Usei meu anel de teletransporte e surgi do lado de fora da Cidade Divina. Seguindo as instruções do fórum para o norte, logo vi a tal floresta famosa pelos frutos. Realmente, havia muita gente colhendo!

"Ei! Pare aí!" Uma voz me chamou de repente.

Virei-me impaciente, dando de cara com dois sujeitos. À esquerda, um mago vestido com uma túnica toda rasgada e segurando algo parecido com um cabo de esfregão, que devia ser um cajado. À direita, um guerreiro com armadura enferrujada, que até tinha certa presença, mas o visual geral era comprometido pelo excesso de ferrugem!

"O que querem?" Apesar da má impressão, mantive a educação.

Os dois olharam para mim, impressionados com meu traje imponente, a armadura negra reluzente e a capa esvoaçante. O mago cochichou para o guerreiro: "Esse cara não é qualquer um. Chame o chefe, precisamos de reforço!"

"De que guilda você é?" perguntou o mago.

"O que isso importa para você?" Não era segredo, só não queria responder.

"Não precisa dizer, já vi o brasão no seu ombro. Quando formos à prefeitura, é fácil descobrir de qual guilda você é!"

"O que vocês querem afinal? Se não for importante, não me façam perder tempo!"

"Vai entrar na floresta, não vai?" O mago apontou para o mato.

"E o que você tem a ver com isso?" Comecei a perder a paciência.

"Esta área é protegida pela nossa guilda. Quem quiser colher frutos tem que pagar imposto!" O mago finalmente foi ao ponto.

Olhei de novo para os dois e, sem responder, virei-me e avancei para a floresta. O mago e o guerreiro logo pularam para minha frente, bloqueando o caminho. "Ouviu bem? Para colher frutos aqui tem que pagar!"

"Não vim colher frutos!"

"Como vamos saber se vai colher ou não?"

"Não me importa se sabem ou não. Vou contar até cinco: quem ficar no meu caminho morre!" Não adianta discutir com esse tipo.

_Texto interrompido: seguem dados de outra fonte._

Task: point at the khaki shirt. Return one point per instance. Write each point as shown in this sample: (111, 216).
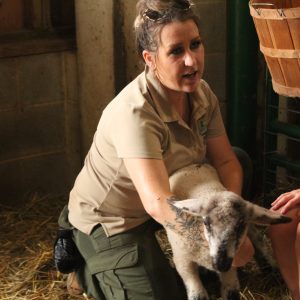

"Você está se achando demais! Só porque tem equipamento bom, acha que pode tudo? Nossa guilda já está vindo, não se meta a esperto ou vai se arrepender!" O guerreiro, depois de terminar de avisar alguém, também se meteu: "Você ainda está com nome vermelho! Se morrer, vai dropar tudo, quero ver se é tão valentão!" Sem esperar minha resposta, já veio para cima de mim.

Desviei meio passo para a esquerda, e as garras da minha mão direita apareceram num instante. Um só golpe, limpo e certeiro! "Da próxima vez, olhe com quem briga!" Dei um empurrão e o guerreiro caiu de costas, virando alma penada e voltando para o ponto de renascimento. Limpei o sangue das garras na barra do manto do mago, que estava paralisado de medo, e entrei floresta adentro.